What do those statements have in common? The year-round, 52-week nature of wrestling programming. It’s an unbeatable value for networks. It’s cheaper than a deal with a major sports league, and it’s not finite. Wrestling joins news, talk, and sports talk as the only year-round programming available to networks. And WWE and AEW have shows that essentially always land in the Top 5 after you factor out live sports. You can’t beat it.

What Does This Mean for Netflix?

Don’t get it twisted, this is also a huge leap for Netflix. Prior to the WWE Raw deal, Netflix has only experimented with live events, streaming the live Chris Rock “Selective Outrage” special, and showing The Netflix Cup live (a golf event featuring athletes from their F1 series “Drive To Survive” and their golf series “Full Swing).

WWE is the perfect partner for Netflix as it gets into live programming. It’s sports entertainment: sports like programming (which Netflix has done) that focuses on storytelling (which Netflix has obviously done). And no one does it better than WWE. It’s essentially plug-and-play for Netflix, the perfect solution for their live programming aspirations.

The perfect solution that they were willing to pay $5 billion for.

What Does This Mean for AEW?

The biggest risk to an AEW renewal with Warner Bros Discovery was WBD picking up WWE Raw–and that risk has been eliminated by Netflix. Don’t discount that fact–Netflix did Tony Khan a huge favor by throwing $500 million per at WWE. The path is clear for AEW to remain on the Turner networks.

But at what price?

I know I usually write as if I have all the answers, but I have zero idea either way on this one. WBD no longer has any other options if it wants to keep wrestling (except for TNA, who recently expressed a desire to be on a bigger network), and AEW (at least, Dynamite) is a weekly Top 5 program for them on Wednesdays, on cable.

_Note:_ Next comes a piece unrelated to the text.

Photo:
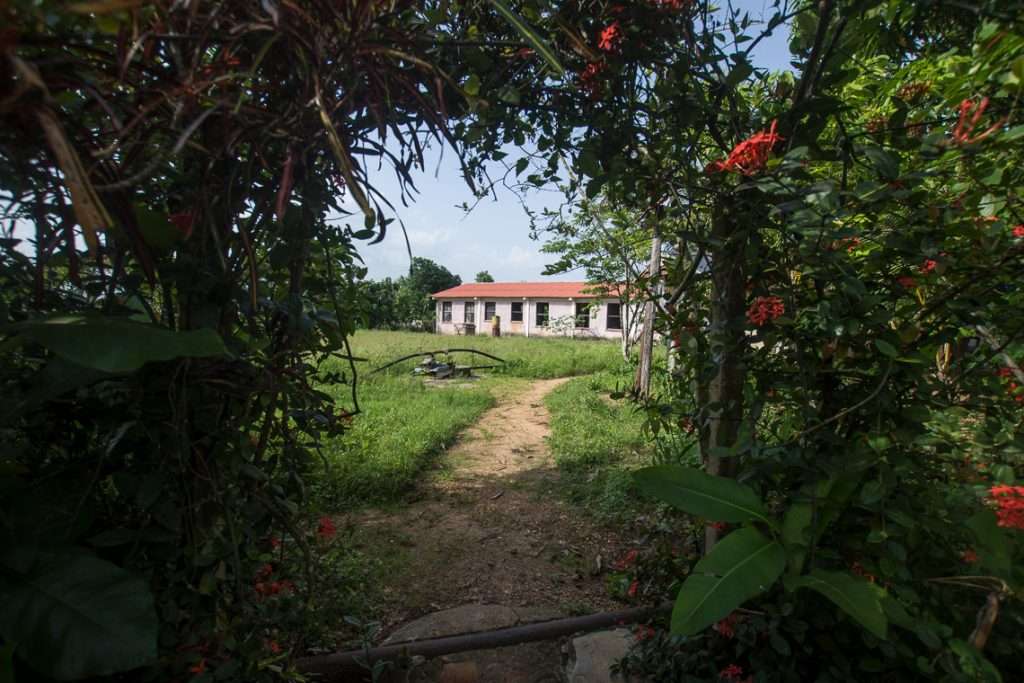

On the other hand, AEW doesn’t exactly have another network begging for their services. The reason WWE could get a yearly increase for Raw, SmackDown, and NXT is because it was truly a bidding war. Unless Tony Khan gets another network involved, any threat of walking away from a deal doesn’t really hold water.

So if I were a betting man (and who would ever bet on this) I would expect an announcement of a renewal for AEW and WBD relatively soon. We may not know the terms of the deal, I will take a shot in the dark and say that AEW gets a small increase (not the “nearly double” that had been reported last year).

Regardless of the increase (or not), given AEW’s recent attendance challenges, this likely renewal would have to be viewed as a win for the company.


Personally, this is simply an amazing time to be a fan. We’ve seen WWE go from one live TV show per week with Monday Night Raw, through the Monday Night Wars, the addition of SmackDown and later NXT, to being this global juggernaut that is commanding half-a-billion dollars per year for Raw. I also think this makes Raw the flagship once again. All of this comes after Vince McMahon is largely out of power, Triple H has taken over creative (and holds a pretty good success rate so far), and the company was sold to Endeavor, and merged with the UFC as a business entity under the TKO banner.

If you know me, you know I am a huge follower of the business side of the wrestling business. I often care less about WHAT wrestling companies do, but HOW they do it. I have always gravitated towards that, since middle school. And for the past near 24 months, I have been like a kid in a candy store.

The Peacock deal for the WWE Network runs out in 2026, right? The fun never stops!